North Korea criticized the joint military exercises as a "premeditated military operation to stifle" the communist regime, warning of "nuclear disasters" around the world if it was attacked by the United States.

"The United States and South Korea have started their annual military exercise of Foal Eagle that will continue through April 2," a spokesman of the U.S.-South Korea Combined Forces Command told United Press International.

The official said the command had informed North Korea about the exercise to avoid any confrontation. The command said the maneuver was unrelated to fresh concerns about North Korea's suspected nuclear weapons and its missiles.

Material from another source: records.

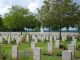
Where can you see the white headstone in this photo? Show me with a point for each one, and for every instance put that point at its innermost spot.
(71, 47)
(33, 45)
(50, 38)
(66, 55)
(27, 38)
(57, 43)
(15, 52)
(50, 48)
(37, 54)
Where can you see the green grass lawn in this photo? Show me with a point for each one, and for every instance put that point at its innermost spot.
(25, 52)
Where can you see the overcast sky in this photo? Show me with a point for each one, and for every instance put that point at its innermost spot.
(31, 4)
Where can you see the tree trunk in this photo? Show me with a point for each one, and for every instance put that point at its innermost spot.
(60, 34)
(67, 29)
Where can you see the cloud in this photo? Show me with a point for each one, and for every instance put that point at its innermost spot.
(31, 4)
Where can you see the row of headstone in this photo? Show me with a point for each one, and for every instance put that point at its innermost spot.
(70, 53)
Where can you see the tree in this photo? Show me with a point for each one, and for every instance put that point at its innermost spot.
(54, 13)
(18, 18)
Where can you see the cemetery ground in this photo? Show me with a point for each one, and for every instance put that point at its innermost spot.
(25, 52)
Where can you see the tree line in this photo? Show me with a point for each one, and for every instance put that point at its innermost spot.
(54, 14)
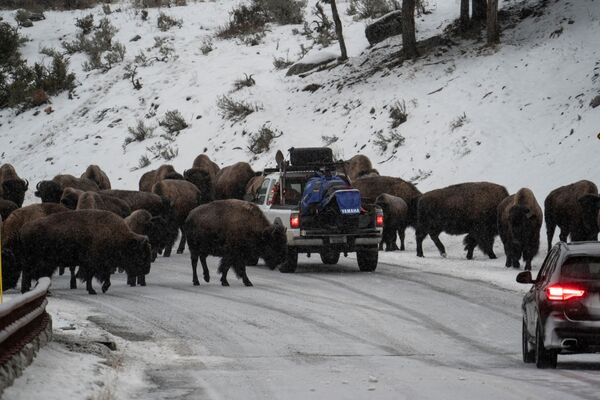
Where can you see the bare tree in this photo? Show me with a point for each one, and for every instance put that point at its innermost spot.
(409, 39)
(338, 29)
(478, 10)
(493, 34)
(464, 14)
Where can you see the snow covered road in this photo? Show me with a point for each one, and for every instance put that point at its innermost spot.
(322, 333)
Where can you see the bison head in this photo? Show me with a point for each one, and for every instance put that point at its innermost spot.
(49, 191)
(274, 241)
(203, 181)
(590, 204)
(14, 190)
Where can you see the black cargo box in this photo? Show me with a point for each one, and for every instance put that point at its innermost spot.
(311, 156)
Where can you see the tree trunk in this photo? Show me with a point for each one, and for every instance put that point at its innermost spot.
(338, 30)
(464, 14)
(409, 39)
(479, 10)
(492, 22)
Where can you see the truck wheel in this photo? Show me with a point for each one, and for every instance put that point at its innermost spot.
(330, 257)
(291, 264)
(367, 259)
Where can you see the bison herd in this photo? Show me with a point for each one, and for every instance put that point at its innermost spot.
(93, 230)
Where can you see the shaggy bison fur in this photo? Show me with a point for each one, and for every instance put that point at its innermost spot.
(574, 209)
(236, 231)
(519, 222)
(96, 241)
(469, 208)
(184, 196)
(231, 181)
(395, 213)
(12, 187)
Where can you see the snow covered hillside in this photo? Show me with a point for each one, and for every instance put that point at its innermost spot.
(517, 115)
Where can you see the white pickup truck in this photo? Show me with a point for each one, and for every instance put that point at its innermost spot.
(329, 232)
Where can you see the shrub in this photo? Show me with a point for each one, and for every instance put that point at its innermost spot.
(165, 22)
(260, 142)
(235, 110)
(398, 114)
(246, 81)
(139, 133)
(86, 24)
(173, 122)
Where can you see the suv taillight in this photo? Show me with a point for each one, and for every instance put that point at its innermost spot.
(295, 221)
(562, 293)
(379, 219)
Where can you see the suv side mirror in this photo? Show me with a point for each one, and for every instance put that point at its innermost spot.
(525, 277)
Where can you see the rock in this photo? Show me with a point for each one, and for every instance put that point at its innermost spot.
(387, 26)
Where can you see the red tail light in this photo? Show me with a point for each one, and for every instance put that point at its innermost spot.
(561, 293)
(379, 220)
(295, 221)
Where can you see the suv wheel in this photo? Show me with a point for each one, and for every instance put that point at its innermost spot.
(330, 257)
(528, 353)
(292, 262)
(543, 358)
(367, 259)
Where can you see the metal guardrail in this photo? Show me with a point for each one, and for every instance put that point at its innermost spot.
(22, 319)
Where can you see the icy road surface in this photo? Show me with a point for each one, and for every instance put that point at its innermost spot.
(326, 332)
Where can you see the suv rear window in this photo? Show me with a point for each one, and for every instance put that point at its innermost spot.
(586, 268)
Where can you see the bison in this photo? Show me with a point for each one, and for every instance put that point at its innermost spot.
(359, 166)
(95, 240)
(143, 223)
(12, 187)
(151, 177)
(236, 231)
(11, 228)
(395, 212)
(184, 196)
(373, 186)
(574, 209)
(94, 173)
(469, 208)
(519, 223)
(98, 201)
(231, 181)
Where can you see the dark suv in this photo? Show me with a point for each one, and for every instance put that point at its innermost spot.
(561, 312)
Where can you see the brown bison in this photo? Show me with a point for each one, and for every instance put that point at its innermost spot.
(166, 171)
(51, 191)
(395, 213)
(469, 208)
(236, 231)
(359, 166)
(184, 196)
(12, 187)
(143, 223)
(373, 186)
(96, 241)
(98, 201)
(519, 222)
(231, 181)
(6, 208)
(11, 267)
(94, 173)
(574, 209)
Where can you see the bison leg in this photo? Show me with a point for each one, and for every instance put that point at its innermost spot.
(181, 247)
(194, 258)
(73, 283)
(438, 243)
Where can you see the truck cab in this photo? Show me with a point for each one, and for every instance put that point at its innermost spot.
(326, 228)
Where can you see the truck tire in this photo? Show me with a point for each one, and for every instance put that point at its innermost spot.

The joint military drills are "defense-oriented" and designed to improve the U.S.-South Korean combined forces' ability to defend South Korea against "external aggression," the command said in an earlier news release.

The United States and South Korea are scheduled to stage one more military exercise, "Reception, Staging, Onward Movement and Integration," from March 19-26.

South Korea is a key U.S. ally and is home to 37,000 U.S. troops who have been stationed to help defend it from a potential conflict with North Korea under a bilateral defense treaty signed after the Korean War.

North Korea angrily responded to the war games, calling for an immediate end of the drills.

"These unceasing U.S. war drills drive the situation on the Korean peninsula to such a dangerous pitch of tension that a nuclear war may break out on it any moment," the North's state-run Korean Central News Agency said. "All this is part of its premeditated military operation to stifle the DPRK (North Korea) with pre-emptive nuclear strikes and its escalation to all intents and purposes," it said, warning the United States "would be held wholly accountable for the disastrous consequences to be entailed."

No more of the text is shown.